Growing the collection of items is a little trickier than with a vector, for two reasons. First, you don't want to wait until the collection is fullto do so would create lots of collisions as the dictionary fills. Instead, you want to grow the collection when it's a little less than full. Most agree that a good threshold is at 75 percent of capacity:
static __inline boolean Dictionary_NeedsMore( CDictionary *pMe )

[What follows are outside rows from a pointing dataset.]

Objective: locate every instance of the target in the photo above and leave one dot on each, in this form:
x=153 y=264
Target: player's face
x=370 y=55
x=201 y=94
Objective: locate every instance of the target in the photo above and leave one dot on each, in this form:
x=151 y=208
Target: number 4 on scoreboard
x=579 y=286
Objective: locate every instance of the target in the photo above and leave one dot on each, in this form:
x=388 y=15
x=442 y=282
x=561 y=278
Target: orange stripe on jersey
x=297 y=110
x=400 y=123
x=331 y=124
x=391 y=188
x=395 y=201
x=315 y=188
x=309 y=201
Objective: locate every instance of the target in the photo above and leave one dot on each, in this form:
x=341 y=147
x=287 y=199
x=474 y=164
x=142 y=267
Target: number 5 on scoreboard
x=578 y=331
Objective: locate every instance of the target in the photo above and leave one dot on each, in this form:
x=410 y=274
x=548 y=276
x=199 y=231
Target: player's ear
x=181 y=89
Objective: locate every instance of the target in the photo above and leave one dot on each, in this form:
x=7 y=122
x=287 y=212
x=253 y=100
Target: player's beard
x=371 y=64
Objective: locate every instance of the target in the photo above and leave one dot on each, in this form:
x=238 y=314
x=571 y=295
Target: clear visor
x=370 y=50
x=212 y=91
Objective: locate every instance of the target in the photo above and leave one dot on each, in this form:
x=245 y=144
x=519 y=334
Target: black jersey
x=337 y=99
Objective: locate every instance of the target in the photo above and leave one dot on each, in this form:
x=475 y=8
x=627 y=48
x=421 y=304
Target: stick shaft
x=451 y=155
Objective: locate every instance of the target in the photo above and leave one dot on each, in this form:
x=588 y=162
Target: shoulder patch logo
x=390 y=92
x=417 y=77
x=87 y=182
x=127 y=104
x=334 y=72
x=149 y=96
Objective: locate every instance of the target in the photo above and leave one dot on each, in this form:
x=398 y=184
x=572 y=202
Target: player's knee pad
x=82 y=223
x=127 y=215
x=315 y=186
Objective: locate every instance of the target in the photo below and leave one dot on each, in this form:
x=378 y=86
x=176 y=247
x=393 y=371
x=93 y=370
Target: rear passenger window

return (boolean) ( ( 4 * pMe->consumed ) / pMe->maskElements > 3 );
The second challenge is that when the collection grows, the location of each item changes, because its location is a function of the hash value. Consequently, when re-sizing the collection, all of the items must be re-inserted. This is very expensive, and while it doesn't occur very often, is one of the known performance penalties when using a hash table to store a dictionary (see Listing 4
The first thing to note about how I'm growing the underlying collection is that I always double the size of the collectionthat is, the size of the container for the collection is always a power of two. I do this for two reasons; first, many hash functions expect this, so this allows me to try different hash functions when I was initially developing the implementation. Second, it makes it exponentially less likely that another reallocation will be required. This model works well for the typical use of a dictionary, in which the client creates a dictionary, stashes away a bunch of name-value pairs, and then spends most of the time just querying the dictionary. The code allocates the new store, and if successful, iterates over the old store and re-inserts each existing node into the store, using the same insertion routine that Dictionary_ReplaceAt does.
Insertion is trickier, too, because if the hash function collides, you have to walk sequentially through the remaining nodes and wrap back around the beginning of the collection to find an empty slot (see Listing 5).
The code begins by computing the ideal location for the item based on its hash value. This operation explains why you use a bit mask instead of a count to store the number of elements in the collection; you can compute the appropriate position using a binary-AND, as opposed to the more expensive modulo. This is less important for insertion performance than it is for search performance, but you do the same in each case. Then, walk forward from that point on until you find a slot with no key; if you don't find one probing forward, begin again at the beginning of the collection and walk until you've exhausted all elements (you're guaranteed to find an empty element at some point during this search, because you reallocate the array when it's only 75 percent full).